Cet article fait partie du Guide de gestion pour une activité de location de vélos.


1. Le canal direct : le levier le plus rentable


Chaque réservation qui arrive via Viator, GetYourGuide, ou n'importe quelle OTA porte une commission. Selon la plateforme, entre 15 % et 25 % du prix de vente part en commission.


Un client qui réserve directement sur ton site paie la même chose mais tu reçois 100 %. La différence de marge est significative à l'échelle d'une saison entière.


Le canal direct nécessite un investissement initial (un site avec un système de réservation intégré, une présence dans les recherches locales), mais le coût est amorti rapidement si le volume de réservations directes augmente ne serait-ce que de 20–30 %.


2. Réservations en ligne hors heures d'ouverture


Une part significative des réservations de touristes se fait la nuit, quand ils sont déjà à l'hôtel en train de planifier le lendemain. Si tu n'as pas de système de réservation en ligne, ces réservations sont perdues ou vont à la concurrence.


Avec un système de réservation actif 24h/24, tu captes cette demande sans effort supplémentaire. Le client voit la disponibilité, choisit la date et l'heure, paie, et reçoit la confirmation. Sans intervention de ta part.


C'est particulièrement pertinent pour les clients internationaux, qui préfèrent ne pas appeler au téléphone dans une langue qui n'est pas la leur.


3. Vente additionnelle : ce que le client peut acheter en plus


Le moment où le client confirme sa réservation (ou vient chercher le vélo) est le meilleur moment pour proposer quelque chose en plus. Les options avec les meilleurs taux de conversion :


Accessoires : porte-bouteilles, casques, sacoches, sièges enfant. Des achats à petit prix que beaucoup de clients acceptent sans trop réfléchir.


Circuits : une carte des itinéraires locaux, accès à une application GPS, ou un circuit guidé. Ils ajoutent de la valeur à l'expérience et différencient ton activité de celles qui ne font que louer le vélo.


Couverture dommages : un petit supplément pour couvrir les dommages accidentels pendant la location. Beaucoup de clients l'acceptent pour avoir l'esprit tranquille.


4. Visibilité locale : Google Maps et référencement


La plupart des touristes qui cherchent une location de vélos dans ta zone le font sur Google Maps ou en tapant "location vélos [ville]". Si ton activité n'apparaît pas dans les premiers résultats, tu n'existes pas pour ce client.

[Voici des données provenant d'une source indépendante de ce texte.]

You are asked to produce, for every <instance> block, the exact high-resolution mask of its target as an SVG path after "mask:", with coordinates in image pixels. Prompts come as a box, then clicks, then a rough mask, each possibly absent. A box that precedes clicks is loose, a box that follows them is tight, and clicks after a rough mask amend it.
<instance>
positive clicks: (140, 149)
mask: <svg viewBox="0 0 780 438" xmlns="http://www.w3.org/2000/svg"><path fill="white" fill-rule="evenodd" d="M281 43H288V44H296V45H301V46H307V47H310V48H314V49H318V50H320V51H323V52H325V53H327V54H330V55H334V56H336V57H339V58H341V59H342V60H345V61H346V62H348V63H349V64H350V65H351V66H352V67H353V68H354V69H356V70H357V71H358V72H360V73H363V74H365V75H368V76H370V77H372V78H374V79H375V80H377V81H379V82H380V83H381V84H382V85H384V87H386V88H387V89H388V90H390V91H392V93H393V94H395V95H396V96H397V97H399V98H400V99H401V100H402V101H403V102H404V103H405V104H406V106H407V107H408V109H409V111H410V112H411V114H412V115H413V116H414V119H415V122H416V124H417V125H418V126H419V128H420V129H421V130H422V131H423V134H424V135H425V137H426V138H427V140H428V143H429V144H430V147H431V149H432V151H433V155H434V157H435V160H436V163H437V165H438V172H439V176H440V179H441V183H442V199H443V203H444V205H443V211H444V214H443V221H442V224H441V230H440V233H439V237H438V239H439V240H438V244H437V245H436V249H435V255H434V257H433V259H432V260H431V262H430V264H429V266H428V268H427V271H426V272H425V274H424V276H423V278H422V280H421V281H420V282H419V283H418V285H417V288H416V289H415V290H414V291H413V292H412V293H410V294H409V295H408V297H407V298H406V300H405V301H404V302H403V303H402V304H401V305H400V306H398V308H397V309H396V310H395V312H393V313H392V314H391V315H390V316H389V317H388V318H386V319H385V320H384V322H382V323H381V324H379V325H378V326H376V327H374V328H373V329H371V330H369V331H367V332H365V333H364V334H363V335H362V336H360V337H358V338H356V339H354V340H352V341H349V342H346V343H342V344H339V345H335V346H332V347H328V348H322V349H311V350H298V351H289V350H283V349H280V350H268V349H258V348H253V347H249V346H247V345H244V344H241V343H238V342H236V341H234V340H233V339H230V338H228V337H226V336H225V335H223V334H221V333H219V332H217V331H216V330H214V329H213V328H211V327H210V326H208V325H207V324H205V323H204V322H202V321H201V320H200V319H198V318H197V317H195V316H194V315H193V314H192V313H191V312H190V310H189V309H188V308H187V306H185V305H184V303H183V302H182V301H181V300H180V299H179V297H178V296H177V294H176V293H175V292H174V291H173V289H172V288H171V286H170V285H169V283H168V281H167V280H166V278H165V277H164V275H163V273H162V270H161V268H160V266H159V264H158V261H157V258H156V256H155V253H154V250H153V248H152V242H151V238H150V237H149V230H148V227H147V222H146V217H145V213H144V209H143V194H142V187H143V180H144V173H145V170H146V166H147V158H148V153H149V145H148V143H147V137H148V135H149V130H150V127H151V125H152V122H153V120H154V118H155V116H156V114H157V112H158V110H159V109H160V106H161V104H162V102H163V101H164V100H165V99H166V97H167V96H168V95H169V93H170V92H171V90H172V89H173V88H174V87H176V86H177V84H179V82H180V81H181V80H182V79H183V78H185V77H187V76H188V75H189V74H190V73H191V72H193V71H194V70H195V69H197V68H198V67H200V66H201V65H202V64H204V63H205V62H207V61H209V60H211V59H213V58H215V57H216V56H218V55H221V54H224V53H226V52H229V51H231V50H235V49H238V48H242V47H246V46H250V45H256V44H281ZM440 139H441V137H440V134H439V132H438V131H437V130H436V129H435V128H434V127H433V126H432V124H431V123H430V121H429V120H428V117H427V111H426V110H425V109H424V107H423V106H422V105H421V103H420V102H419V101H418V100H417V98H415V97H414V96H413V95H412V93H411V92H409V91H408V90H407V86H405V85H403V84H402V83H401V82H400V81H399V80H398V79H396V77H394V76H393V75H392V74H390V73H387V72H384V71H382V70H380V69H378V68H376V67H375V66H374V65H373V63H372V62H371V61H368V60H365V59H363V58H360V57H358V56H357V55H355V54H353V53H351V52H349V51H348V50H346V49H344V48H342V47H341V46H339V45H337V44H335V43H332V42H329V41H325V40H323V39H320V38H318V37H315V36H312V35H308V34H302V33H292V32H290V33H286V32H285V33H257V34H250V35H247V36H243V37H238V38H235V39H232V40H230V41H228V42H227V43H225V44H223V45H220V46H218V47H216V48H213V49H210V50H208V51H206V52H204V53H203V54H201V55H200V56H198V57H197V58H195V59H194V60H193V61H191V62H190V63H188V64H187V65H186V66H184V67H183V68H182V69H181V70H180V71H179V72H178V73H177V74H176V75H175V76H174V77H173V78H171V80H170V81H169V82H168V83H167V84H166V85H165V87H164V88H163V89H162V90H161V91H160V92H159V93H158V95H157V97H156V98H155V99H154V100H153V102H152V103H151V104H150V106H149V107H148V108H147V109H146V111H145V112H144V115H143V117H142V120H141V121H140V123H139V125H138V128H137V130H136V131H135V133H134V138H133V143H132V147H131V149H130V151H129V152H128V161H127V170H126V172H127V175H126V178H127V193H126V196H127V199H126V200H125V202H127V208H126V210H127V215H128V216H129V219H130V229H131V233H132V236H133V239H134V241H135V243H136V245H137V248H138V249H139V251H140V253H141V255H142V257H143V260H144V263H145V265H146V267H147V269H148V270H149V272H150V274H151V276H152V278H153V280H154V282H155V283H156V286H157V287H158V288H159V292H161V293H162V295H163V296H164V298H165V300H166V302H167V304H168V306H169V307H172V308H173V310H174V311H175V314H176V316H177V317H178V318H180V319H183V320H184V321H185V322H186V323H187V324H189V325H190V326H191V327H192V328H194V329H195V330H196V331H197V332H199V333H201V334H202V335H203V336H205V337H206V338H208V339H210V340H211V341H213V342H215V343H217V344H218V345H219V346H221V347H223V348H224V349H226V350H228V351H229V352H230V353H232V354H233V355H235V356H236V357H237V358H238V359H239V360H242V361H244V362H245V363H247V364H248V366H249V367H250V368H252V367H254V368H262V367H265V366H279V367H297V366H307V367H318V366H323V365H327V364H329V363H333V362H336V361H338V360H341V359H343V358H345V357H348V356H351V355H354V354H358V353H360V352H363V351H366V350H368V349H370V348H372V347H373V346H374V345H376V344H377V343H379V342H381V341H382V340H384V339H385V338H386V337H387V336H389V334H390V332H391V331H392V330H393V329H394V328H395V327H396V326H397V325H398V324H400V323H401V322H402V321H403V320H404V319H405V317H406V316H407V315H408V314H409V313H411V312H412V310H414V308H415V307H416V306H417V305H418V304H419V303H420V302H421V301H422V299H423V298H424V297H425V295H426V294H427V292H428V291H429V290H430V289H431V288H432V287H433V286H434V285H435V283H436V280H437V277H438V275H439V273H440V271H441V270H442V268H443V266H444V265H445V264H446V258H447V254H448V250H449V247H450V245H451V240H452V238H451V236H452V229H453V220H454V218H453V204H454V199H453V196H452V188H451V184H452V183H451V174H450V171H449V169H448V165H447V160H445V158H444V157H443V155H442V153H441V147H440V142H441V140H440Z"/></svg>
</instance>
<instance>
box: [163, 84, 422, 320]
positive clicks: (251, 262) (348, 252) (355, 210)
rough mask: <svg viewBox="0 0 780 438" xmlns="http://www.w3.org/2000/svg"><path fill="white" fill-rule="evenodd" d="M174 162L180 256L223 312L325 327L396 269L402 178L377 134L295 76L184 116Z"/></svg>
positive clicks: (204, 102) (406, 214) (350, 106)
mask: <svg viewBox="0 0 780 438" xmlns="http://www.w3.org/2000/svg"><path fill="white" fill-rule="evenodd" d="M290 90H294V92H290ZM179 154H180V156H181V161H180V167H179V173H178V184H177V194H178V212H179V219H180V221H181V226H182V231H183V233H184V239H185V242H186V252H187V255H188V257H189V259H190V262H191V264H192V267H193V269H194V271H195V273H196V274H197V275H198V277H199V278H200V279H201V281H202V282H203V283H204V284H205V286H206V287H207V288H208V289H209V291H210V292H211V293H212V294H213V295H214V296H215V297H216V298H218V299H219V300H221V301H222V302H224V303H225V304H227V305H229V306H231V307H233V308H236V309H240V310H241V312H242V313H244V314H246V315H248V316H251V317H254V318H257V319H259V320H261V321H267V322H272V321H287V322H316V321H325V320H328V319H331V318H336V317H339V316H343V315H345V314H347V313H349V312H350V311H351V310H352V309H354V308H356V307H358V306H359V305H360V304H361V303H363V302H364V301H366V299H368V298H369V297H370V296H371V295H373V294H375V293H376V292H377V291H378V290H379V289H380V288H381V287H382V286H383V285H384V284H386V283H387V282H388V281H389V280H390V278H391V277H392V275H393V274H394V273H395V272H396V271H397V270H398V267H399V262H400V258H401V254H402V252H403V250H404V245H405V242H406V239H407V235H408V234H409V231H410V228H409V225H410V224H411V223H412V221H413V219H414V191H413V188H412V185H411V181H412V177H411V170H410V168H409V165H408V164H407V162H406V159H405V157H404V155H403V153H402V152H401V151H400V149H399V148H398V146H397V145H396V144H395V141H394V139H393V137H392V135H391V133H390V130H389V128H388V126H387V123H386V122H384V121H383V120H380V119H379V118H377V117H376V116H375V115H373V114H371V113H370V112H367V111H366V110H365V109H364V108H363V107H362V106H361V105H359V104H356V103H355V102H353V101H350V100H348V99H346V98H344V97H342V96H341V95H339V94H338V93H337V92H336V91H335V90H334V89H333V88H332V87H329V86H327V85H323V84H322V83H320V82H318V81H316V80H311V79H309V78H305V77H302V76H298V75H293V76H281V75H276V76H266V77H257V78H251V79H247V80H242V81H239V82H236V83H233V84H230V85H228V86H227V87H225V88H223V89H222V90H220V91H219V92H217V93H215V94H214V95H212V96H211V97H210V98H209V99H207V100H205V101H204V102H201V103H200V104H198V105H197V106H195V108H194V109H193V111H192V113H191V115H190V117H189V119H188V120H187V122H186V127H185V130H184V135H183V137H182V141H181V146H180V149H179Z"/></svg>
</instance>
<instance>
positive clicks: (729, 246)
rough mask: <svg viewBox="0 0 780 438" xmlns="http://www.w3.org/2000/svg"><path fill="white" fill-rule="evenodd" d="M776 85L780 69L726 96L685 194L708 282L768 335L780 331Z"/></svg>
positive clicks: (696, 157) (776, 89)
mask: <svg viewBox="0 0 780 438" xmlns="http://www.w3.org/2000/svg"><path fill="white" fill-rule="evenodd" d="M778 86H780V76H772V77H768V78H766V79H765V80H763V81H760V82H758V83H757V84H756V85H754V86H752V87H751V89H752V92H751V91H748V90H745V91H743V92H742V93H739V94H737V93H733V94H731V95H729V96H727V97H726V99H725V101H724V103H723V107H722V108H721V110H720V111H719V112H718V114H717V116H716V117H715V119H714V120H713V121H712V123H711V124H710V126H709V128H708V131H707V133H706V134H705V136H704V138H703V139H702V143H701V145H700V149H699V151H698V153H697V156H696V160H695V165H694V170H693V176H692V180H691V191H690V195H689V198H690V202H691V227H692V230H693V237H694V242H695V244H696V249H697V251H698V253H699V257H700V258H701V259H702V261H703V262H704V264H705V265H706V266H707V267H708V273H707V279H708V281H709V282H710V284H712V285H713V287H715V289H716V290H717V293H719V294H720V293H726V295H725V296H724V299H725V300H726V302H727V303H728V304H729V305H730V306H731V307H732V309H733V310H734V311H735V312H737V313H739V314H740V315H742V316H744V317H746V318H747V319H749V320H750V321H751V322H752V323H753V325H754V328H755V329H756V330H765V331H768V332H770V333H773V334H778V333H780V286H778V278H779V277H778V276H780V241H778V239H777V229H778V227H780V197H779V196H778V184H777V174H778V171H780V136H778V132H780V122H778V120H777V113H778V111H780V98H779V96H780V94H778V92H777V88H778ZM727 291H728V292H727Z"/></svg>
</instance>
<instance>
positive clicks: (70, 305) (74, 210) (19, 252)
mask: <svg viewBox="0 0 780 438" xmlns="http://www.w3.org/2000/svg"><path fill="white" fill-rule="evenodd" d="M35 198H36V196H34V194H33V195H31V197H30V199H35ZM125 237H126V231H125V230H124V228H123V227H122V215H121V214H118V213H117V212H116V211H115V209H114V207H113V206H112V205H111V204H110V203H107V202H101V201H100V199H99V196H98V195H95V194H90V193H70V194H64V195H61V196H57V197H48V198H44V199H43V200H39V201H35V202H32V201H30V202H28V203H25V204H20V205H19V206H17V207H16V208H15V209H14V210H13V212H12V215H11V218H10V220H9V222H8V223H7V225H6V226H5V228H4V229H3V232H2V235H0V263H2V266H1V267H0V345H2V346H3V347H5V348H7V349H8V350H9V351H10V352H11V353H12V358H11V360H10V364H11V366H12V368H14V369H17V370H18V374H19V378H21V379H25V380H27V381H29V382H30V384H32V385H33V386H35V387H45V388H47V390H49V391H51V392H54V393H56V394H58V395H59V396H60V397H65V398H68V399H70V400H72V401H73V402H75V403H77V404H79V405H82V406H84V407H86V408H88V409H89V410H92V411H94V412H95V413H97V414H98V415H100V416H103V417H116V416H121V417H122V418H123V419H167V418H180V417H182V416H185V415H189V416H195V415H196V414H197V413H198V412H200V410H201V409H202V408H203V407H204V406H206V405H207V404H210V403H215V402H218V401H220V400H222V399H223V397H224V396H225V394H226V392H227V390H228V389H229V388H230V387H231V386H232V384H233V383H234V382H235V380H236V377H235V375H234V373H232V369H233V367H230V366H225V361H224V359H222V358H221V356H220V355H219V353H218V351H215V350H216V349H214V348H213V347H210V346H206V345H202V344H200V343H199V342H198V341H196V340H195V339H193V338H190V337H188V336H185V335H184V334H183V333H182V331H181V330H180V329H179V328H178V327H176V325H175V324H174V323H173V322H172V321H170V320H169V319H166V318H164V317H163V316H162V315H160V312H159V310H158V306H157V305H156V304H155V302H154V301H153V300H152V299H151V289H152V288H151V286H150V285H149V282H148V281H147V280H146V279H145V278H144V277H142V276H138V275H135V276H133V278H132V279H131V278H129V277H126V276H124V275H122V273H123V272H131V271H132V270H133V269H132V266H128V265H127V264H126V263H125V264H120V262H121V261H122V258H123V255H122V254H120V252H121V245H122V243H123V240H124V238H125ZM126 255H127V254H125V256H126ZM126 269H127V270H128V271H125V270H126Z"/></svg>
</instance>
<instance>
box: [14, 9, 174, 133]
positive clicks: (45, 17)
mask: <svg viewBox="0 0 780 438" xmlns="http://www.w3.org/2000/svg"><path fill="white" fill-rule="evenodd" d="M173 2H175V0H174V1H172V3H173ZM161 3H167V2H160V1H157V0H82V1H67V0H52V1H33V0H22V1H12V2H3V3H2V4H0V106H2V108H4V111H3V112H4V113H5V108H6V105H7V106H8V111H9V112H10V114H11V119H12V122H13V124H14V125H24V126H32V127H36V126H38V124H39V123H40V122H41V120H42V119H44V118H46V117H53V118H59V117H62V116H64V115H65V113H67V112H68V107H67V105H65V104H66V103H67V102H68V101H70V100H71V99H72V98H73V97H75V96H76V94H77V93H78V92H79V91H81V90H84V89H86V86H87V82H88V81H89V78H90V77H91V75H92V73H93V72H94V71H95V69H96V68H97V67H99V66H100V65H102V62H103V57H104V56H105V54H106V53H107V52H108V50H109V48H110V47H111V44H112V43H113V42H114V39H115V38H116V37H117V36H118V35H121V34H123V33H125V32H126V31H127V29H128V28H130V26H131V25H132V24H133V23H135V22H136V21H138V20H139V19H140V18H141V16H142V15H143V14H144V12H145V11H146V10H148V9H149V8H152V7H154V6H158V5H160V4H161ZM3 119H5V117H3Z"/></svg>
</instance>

Les deux actions les plus directes sont : avoir un profil Google My Business complet et à jour (photos, horaires, description, lien de réservation), et obtenir de vraies avis de clients satisfaits. Une activité avec 50 avis positifs apparaît au-dessus d'une sans avis, même si elle est plus ancienne.


5. Réservations de groupe et partenariats


Les groupes (sorties scolaires, sorties d'entreprise, clubs cyclistes) sont des réservations en volume qui remplissent plusieurs créneaux d'un coup. Ils nécessitent des tarifs spécifiques et de la coordination, mais la marge par réservation peut être meilleure que pour les locations individuelles.


Établir des partenariats avec des hôtels, des appartements touristiques ou des agences locales qui te recommandent à leurs clients est une autre voie. Une commission de recommandation claire et payée ponctuellement maintient la relation fonctionnelle.


Avec PULSO tu peux gérer les réservations en ligne, les groupes, et le suivi des revenus depuis le même tableau de bord. Voir ce que PULSO inclut ou commencer gratuitement.


Questions fréquentes


Ça vaut le coup d'être sur Viator ou GetYourGuide ?
Pour gagner en visibilité au départ, ça peut être utile. Pour une activité établie, l'objectif devrait être de réduire la dépendance à ces plateformes et de développer le canal direct. La commission que tu paies sur chaque réservation est de la marge que tu laisses sur la table.


Combien d'avis me faut-il pour bien me positionner sur Google ?
Il n'y a pas de chiffre exact, mais passer de 0 à 20-30 avis positifs a un impact visible sur le positionnement local. La récence compte aussi : les avis récents pèsent plus que les anciens.


Puis-je proposer des circuits guidés sans être guide officiel ?
Ça dépend de la réglementation de ta communauté autonome. Dans certaines régions, les circuits guidés payants nécessitent une qualification de guide touristique. Renseigne-toi avant de le proposer comme service.